Mark picks me up from the airport. In the car it occurs to me that he's slept with someone else while I was gone. I ask him, he denies it. I can see that he's lying. We are distant. In bed that night, we decide that it's over. I go to the bathroom, stand on the edge of the tub to see myself. I get down and stand on the scale. Eighty-seven. Hands counting my bones, I stare at my face and think: I don't need him.

I'm thin. I'm thin. What do I need him for anyway.

I leave.

At the end of the month, my parents and I go to Oregon with my mother's side of the family—my three younger cousins, aunt and uncle, grandmother who has Alzheimer's (no one knows it yet because she's too polite to tell anyone she doesn't know who they are or where we're going). On the plane I wear a long pink dress, a hand-me-down from my mother. I think that I look exactly like her in this dress. It hits me that I am thinner than my mother. I gloat. My father tells me, as we drive from the airport to the coast, that I am too thin.
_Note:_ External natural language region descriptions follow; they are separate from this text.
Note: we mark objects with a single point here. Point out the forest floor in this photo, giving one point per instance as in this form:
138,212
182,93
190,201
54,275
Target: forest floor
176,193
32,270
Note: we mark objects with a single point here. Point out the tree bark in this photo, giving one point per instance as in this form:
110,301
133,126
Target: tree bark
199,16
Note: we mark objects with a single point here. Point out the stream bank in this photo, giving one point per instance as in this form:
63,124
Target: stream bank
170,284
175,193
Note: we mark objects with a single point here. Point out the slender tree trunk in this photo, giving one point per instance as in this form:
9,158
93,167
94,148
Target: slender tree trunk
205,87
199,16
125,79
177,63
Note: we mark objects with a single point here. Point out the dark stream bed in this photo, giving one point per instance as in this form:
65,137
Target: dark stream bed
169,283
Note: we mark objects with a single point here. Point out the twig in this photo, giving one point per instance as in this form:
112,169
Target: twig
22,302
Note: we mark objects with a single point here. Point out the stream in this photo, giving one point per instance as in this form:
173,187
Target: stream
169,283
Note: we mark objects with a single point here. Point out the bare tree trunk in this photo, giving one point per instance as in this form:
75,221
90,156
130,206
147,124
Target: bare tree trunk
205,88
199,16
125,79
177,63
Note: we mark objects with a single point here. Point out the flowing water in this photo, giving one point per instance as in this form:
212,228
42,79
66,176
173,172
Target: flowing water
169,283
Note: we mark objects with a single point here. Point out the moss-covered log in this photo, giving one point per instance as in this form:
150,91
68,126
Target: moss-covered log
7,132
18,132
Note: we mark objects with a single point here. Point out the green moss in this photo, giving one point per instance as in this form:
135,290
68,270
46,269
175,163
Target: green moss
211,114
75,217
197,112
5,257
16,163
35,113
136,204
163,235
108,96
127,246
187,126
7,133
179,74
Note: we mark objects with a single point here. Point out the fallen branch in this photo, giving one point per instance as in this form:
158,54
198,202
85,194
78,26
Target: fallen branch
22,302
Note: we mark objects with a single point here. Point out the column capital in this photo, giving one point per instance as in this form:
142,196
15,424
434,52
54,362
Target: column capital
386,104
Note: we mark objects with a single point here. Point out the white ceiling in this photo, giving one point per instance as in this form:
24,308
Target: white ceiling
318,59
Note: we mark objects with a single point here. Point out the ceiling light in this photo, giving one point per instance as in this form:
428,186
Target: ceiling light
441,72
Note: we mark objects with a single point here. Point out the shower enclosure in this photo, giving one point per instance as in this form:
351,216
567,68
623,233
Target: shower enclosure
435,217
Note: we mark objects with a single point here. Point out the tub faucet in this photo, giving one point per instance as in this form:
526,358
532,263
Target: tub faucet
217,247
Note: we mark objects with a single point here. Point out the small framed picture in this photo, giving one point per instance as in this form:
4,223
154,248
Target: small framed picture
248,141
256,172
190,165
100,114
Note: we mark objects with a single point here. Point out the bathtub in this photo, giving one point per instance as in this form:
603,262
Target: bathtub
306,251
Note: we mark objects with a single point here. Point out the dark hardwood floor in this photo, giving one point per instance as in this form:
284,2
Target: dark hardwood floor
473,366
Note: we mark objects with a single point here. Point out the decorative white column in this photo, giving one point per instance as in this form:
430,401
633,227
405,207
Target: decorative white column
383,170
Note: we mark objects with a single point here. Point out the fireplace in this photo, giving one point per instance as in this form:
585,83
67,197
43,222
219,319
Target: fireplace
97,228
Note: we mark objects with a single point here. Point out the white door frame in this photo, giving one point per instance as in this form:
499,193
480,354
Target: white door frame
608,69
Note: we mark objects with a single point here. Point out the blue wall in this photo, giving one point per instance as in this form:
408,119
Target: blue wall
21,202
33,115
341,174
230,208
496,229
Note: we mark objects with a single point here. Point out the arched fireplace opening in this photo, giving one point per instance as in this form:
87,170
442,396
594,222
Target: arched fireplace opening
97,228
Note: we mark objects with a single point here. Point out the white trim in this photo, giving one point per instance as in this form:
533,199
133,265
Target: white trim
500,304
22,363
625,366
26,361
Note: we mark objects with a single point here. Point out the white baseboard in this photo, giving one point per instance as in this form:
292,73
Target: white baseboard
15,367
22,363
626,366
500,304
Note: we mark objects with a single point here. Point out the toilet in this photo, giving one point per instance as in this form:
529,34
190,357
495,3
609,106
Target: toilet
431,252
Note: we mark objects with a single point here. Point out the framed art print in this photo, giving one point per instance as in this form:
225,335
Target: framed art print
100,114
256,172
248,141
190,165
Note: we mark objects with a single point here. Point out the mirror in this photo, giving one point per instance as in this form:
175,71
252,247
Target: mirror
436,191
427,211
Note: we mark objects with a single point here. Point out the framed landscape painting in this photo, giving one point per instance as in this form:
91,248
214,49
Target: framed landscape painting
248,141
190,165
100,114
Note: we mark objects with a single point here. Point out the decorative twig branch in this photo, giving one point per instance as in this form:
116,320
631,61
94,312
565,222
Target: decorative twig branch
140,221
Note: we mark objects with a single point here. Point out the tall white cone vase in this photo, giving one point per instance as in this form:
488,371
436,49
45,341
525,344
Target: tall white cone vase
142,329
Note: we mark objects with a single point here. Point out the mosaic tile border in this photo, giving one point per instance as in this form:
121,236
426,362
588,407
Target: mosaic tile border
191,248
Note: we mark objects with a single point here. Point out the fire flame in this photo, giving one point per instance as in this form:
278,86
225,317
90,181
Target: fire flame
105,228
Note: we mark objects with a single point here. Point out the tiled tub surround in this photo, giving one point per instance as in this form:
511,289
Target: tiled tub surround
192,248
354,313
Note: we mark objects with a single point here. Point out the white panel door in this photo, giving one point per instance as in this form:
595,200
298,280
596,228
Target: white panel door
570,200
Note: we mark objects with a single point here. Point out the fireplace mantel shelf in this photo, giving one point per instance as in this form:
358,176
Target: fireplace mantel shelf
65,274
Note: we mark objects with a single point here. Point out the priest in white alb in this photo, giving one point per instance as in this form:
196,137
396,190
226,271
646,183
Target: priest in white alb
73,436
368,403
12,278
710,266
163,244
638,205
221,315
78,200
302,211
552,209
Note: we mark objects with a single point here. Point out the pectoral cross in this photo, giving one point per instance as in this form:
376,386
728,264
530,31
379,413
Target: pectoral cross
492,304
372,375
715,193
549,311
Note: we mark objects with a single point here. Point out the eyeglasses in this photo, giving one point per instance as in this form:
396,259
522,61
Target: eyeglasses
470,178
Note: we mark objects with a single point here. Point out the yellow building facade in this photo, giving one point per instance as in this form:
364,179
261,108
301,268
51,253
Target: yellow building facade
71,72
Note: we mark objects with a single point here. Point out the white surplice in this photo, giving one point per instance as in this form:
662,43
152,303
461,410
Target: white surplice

He stares at the road. I ignore him and read my book. In the cottage at the shore, the girls and I play games and go for walks and have a grand old time. Sitting on the living room floor, my cousin Johanna reaches for a cracker, spreads cheese on it. My grandmother, who is sitting on the couch looking into space and humming to herself, grabs Johanna's wrist

and says, in her high flutey voice, “Oh,
no
, honey, you mustn't eat that! You eat too much, you're going to get fat!” She pinches Johanna's arm and says, “Honey, look at this! You're getting fat!”

Time stops. No one moves. Johanna, who is twelve and quite thin already, starts to cry. I stand up and walk out of the room. I go to my bedroom and sob, my mother comes in after me and tells me my grandmother doesn't know any better, and I say I don't give a damn if she knows better, this whole family is totally
fucked up
about food.

Later on, the girls and I go for a walk. I talk to them about anorexia, that they need to stay away from it, it ruins your life. They have the good grace not to mention the fact that I am grotesquely thin and a hypocrite to boot. They nod and promise me they'll stay healthy.

We eat saltwater taffy together. That's all I eat the entire trip. My oldest cousin eats nothing but salad with fat-free dressing. No one talks about it. A picture of me from that trip shows me lying facedown on the sand on a sunny day, emaciated limbs akimbo, pale as bones. I look like a corpse.